Let the LLM re-call the tool with all arguments plus answers.

Rejected: wastes tokens proportional to argument size, introduces latency, and
the `tool_answers` field in `arguments` causes history contamination.

### Route answers through the main conversation stream

Instead of a side-channel inquiry, insert the question into the real
conversation stream and let the normal turn loop handle it.

Rejected: this would be visible to the user, would modify the persisted stream,
and would break the `ToolCallRequest` → `ToolCallResponse` pairing that
providers expect.

## Non-Goals

- **Rendering inquiry events in `conversation show`.** The inquiry is invisible.
  Display formatting is deferred (see [RFD 005]).
- **Batching multiple inquiries** into a single structured request.
- **Non-tool inquiry sources** (conversation disambiguation, confirmation
  prompts).
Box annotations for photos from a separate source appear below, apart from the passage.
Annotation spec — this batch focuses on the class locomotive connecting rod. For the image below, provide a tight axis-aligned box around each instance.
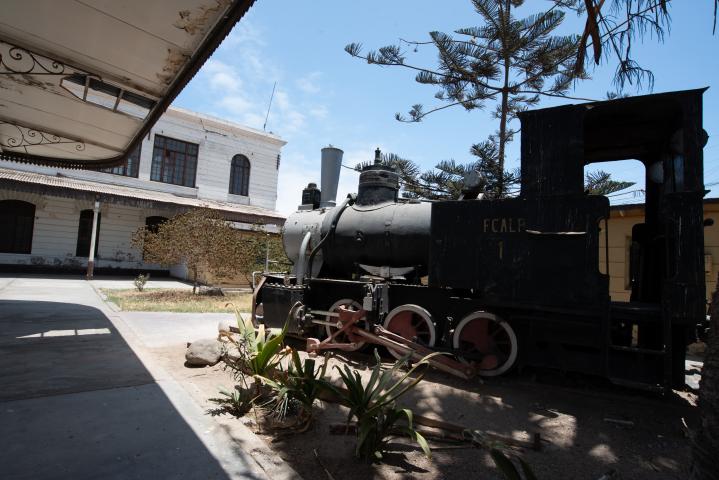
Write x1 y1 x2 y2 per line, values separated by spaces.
307 306 477 380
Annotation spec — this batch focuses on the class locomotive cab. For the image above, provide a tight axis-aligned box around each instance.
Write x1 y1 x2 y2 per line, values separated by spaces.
260 90 707 390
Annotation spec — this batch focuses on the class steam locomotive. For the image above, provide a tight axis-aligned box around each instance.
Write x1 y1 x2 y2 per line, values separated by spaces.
255 90 707 391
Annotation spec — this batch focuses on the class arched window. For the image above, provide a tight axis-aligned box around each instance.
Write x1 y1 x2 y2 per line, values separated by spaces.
230 155 250 196
0 200 35 253
75 209 102 257
145 215 167 233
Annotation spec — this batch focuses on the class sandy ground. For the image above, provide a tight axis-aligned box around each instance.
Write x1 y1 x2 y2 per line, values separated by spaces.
146 338 696 480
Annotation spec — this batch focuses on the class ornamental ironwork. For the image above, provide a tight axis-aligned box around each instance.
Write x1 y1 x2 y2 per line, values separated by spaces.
0 120 85 153
0 41 71 75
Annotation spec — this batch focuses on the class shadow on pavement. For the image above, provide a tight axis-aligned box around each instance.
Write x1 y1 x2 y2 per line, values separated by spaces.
0 300 257 479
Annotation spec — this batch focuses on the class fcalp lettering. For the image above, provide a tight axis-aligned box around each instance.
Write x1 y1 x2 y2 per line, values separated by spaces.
482 217 527 233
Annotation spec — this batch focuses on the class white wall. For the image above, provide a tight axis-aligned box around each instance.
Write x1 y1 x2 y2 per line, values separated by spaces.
0 190 174 269
0 108 285 210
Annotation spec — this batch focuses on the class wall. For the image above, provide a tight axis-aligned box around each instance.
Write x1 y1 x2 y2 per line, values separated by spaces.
0 108 285 210
0 190 173 270
599 199 719 302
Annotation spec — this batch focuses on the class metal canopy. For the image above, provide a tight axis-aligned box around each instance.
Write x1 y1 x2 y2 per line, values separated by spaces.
0 0 254 168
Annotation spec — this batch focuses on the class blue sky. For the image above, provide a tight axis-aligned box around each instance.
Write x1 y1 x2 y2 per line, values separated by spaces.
175 0 719 214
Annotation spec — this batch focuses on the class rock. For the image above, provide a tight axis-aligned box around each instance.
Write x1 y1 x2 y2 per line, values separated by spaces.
185 338 222 366
200 287 225 297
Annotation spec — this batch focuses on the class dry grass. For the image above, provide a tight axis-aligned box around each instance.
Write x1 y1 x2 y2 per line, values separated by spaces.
102 289 252 313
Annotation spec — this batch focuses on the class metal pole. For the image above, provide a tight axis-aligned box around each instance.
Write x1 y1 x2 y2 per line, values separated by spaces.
265 233 270 273
87 200 100 280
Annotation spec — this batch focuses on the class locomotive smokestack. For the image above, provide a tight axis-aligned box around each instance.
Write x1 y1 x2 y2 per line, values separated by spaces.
320 145 344 207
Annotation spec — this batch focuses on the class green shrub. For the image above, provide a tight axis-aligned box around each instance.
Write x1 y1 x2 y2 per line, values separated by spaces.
132 273 150 292
318 349 437 461
259 350 328 429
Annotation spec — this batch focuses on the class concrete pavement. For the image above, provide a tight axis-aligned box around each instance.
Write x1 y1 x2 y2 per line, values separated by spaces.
0 276 296 479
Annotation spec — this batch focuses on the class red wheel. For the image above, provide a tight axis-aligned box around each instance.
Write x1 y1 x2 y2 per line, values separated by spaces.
384 304 437 358
452 312 517 377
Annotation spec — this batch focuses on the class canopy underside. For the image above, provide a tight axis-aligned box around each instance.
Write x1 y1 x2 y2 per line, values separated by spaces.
0 0 254 168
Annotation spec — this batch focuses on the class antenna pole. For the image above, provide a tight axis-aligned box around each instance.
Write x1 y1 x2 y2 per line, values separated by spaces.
262 80 277 132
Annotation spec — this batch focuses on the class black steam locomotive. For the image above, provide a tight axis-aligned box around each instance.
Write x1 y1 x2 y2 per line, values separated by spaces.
256 90 707 390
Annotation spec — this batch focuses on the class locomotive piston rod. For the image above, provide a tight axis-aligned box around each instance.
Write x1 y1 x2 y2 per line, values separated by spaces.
307 306 477 380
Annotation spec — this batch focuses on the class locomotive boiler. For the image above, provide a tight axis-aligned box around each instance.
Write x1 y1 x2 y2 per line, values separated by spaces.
256 90 707 391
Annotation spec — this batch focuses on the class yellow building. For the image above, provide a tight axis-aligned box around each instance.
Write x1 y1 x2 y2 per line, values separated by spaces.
599 198 719 302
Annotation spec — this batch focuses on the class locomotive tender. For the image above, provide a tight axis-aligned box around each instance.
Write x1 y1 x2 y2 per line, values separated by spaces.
256 90 707 390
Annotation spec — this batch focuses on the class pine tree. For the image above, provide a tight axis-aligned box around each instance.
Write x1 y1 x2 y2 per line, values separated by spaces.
345 0 585 197
584 170 635 195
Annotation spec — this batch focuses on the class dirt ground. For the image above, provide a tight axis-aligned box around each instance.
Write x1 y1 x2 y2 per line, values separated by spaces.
154 346 697 480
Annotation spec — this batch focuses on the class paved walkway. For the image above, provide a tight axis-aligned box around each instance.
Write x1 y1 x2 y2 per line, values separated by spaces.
0 276 296 479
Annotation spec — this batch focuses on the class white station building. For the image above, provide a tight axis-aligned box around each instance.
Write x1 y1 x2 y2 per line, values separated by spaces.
0 107 285 277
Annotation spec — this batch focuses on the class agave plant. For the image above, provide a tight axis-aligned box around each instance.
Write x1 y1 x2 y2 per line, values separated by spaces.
209 385 255 417
226 311 289 393
258 350 328 431
318 350 437 461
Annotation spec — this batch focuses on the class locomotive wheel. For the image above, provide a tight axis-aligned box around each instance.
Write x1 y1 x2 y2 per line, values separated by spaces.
452 312 517 377
384 304 437 359
325 298 368 352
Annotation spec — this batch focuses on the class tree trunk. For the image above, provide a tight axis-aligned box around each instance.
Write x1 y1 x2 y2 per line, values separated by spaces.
691 280 719 480
497 0 511 197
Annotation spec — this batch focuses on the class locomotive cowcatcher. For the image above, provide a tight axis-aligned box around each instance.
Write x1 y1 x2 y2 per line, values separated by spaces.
253 90 709 391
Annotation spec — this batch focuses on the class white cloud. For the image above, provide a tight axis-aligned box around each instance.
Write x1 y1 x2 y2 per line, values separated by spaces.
217 95 254 116
308 105 329 120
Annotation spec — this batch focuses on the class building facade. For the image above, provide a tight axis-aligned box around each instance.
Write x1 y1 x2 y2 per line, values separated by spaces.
0 108 285 277
599 198 719 302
The infrastructure supports this but it is not proposed here.

## Implementation Plan

### Phase 1: Inquiry infrastructure

Add `ActiveInquiry` (schema generation + answer extraction),
`create_inquiry_schema`, `tool_call_inquiry_id`, and unit tests.

Location: `crates/jp_cli/src/cmd/query/tool/inquiry.rs`

Can be merged independently.

### Phase 2: InquiryBackend trait and LLM implementation

Define the `InquiryBackend` trait. Implement `LlmInquiryBackend` and
`MockInquiryBackend`. Unit tests with mock provider.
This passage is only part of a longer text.